Collaborative Number Theory Seminar

Collaborative Number Theory Seminar at the CUNY Graduate Center

Co-organizers: Gautam Chinta, Brooke Feigon, Krzysztof Klosin, Maria Sabitova, Lucien Szpiro.

The seminar currently meets Fridays 2:00 to 3:30 PM in Room 3209. The CUNY Graduate Center is located on Fifth Avenue, on the east side of the street, between 34th and 35th Streets in midtown Manhattan. For further information, please contact Maria Sabitova.

Fall 2015 Schedule:

October 23: Tom Tucker (University of Rochester)
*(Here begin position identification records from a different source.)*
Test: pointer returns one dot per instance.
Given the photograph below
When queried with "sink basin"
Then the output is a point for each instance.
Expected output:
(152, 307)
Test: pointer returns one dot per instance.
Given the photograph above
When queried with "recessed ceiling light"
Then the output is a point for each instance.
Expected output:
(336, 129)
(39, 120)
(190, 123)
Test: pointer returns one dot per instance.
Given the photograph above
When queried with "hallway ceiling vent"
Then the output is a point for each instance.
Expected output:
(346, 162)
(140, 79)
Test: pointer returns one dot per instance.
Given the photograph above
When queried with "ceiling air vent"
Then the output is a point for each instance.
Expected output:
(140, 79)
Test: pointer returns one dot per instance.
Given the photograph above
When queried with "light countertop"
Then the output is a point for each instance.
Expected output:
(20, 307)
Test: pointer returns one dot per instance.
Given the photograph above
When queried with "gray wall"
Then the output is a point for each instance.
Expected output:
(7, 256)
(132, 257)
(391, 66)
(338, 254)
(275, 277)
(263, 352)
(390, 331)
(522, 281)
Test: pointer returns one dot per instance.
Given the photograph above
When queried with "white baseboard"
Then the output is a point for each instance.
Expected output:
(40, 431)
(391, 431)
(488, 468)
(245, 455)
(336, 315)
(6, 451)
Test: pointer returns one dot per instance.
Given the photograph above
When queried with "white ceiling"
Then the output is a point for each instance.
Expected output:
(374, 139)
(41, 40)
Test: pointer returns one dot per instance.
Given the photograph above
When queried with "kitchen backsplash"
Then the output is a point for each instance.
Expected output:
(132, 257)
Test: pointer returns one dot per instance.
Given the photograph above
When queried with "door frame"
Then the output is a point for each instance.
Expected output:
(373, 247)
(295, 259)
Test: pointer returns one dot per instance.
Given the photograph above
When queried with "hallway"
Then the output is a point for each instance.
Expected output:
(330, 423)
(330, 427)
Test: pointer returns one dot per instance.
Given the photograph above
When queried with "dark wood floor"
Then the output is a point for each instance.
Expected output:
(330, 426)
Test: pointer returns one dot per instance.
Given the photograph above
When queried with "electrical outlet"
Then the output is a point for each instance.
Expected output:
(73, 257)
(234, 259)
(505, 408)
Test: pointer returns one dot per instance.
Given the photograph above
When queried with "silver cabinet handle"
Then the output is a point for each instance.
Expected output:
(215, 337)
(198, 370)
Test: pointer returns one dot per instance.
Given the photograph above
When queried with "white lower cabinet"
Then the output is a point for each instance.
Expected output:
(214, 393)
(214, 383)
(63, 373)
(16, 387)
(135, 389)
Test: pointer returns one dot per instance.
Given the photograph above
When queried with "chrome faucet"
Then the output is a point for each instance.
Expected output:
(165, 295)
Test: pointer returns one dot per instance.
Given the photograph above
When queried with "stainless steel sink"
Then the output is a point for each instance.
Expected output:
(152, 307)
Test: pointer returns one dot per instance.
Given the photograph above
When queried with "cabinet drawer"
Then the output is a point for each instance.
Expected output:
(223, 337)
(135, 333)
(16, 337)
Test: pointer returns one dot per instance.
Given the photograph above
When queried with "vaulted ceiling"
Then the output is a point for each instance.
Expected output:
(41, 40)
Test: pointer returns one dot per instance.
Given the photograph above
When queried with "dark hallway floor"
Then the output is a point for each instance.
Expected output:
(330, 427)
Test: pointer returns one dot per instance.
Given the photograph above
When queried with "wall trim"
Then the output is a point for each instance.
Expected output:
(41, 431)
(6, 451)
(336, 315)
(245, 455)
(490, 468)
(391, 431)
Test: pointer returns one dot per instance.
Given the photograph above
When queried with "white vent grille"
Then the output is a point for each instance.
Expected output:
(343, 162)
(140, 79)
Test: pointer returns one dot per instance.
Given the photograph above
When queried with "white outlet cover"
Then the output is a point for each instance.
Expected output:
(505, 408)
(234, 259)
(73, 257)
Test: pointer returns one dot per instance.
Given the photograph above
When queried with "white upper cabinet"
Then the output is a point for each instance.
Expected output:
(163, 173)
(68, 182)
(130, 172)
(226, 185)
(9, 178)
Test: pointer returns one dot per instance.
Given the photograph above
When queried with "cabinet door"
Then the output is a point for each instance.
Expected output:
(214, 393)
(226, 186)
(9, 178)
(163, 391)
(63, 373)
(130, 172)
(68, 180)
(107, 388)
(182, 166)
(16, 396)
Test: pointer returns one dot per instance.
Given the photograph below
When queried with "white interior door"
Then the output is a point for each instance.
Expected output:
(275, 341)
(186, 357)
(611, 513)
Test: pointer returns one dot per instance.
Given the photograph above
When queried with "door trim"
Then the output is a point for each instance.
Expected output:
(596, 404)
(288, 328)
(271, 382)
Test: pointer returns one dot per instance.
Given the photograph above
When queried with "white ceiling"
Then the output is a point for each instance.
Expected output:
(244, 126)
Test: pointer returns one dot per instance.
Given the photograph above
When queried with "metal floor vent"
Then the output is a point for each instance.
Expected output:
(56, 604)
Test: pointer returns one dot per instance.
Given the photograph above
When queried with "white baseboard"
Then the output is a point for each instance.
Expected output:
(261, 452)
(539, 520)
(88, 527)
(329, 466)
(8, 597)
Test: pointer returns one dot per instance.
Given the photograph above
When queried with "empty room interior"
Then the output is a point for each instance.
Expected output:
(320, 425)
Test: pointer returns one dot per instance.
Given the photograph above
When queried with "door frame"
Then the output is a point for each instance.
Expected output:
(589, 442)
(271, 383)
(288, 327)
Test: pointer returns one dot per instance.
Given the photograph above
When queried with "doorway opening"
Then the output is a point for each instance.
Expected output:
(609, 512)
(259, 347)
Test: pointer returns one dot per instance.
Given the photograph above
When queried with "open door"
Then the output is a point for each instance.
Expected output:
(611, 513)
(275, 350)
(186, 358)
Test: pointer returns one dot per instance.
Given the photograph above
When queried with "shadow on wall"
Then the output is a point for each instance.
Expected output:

Title: The dynamical gcd problem over function fields

Abstract: A classic result of Bugeaud, Corvaja, and Zannier shows that if a and b are multiplicatively independent integers and e > 0, then
gcd(a^n - 1, b^n -1) < exp(en) for all sufficiently large n. Ailon and Rudnick later showed that something is even stronger over function fields in characteristic 0, namely that if a, b are nonconstant multiplicatively independent polynomials in C[x], then the degree of gcd(a^n -1 , b^n -1) is bounded by a constant. We seek to treat this problem in a more general dynamical context. We look at "two compositional" variants of this problem, one where multiplicative powers of a and b are replaced by compositional powers of a and b, and another where we replace x --> x^n with an arbitrary monic polynomial with coefficients in C[x]. If time permits, we will discuss some applications of the latter. This represents joint work with Liang-Chung Hsia.

October 30: Rachel Ollivier (University of British Columbia)

Title: Torsion pairs in the representation theory of Iwahori-Hecke algebras

Abstract: Given a p-adic reductive group G and its (pro-p) Iwahori-Hecke algebra H, we are interested in the link between the category of representations of G and the category of H-modules. When the field of coefficients has characteristic zero, this link is well understood by work of Bernstein and Borel. When the field has characteristic p, this link is much more involved and is still quite mysterious. We develop an approach to this question by defining a canonical torsion pair in the category of H-modules. This is joint work with Peter Schneider.

November 6: Joe Kramer-Miller (CUNY)

Title: p-adic L-functions and the geometry of the eigencurve

Abstract: A major theme in the theory of p-adic deformations of automorphic forms is how p-adic L-functions over eigenvarieties relate to the geometry of these eigenvarieties. In this talk we explain results in this vein for the ordinary part of the eigencurve (i.e. Hida families). We address how Taylor expansions of one variable p-adic L-functions varying over families can detect geometric phenomena: crossing components of a certain intersection multiplicity and ramification over the weight space. Our methods involve proving a converse to a result of Vatsal relating congruences between eigenforms to their algebraic special L-values and then p-adically interpolating congruences using formal models. These methods should extend to the entire eigencurve.

November 13: Wade Hindes (CUNY)

Title: Finiteness theorems and averages in arithmetic dynamics

Abstract

November 20: Moshe Adrian (CUNY Queens college)

Title: The Langlands parameter of a simple supercuspidal representation of a classical group

Abstract: The Langlands correspondence for classical groups has recently been established by Arthur. As Arthur's arguments are global in nature, one might want to know explicitly what the local correspondence is. In this talk we will review some of the basic theory of the local Langlands correspondence, and then we explicitly describe the correspondence for a simple supercuspidal representation of an odd orthogonal group.

December 18: Manish Patnaik (University of Alberta)

Title: Cuspidal Eisenstein Series on Loop Groups over Function Fields

Abstract: I will explain the construction of cuspidal Eisenstein series on loop groups over function fields starting from both ‘positive’ and ‘negative’ maximal parabolics. The positive variant results in an entire function, whereas the negative one— which was first introduced by A. Braverman and D. Kazhdan— produces a (conjecturally) meromorphic object. A functional equation can also be proven that relates the positive and negative series and in which L-functions of cusp forms (on finite dimensional groups) appear.

This is joint work with H. Garland and S.D. Miller.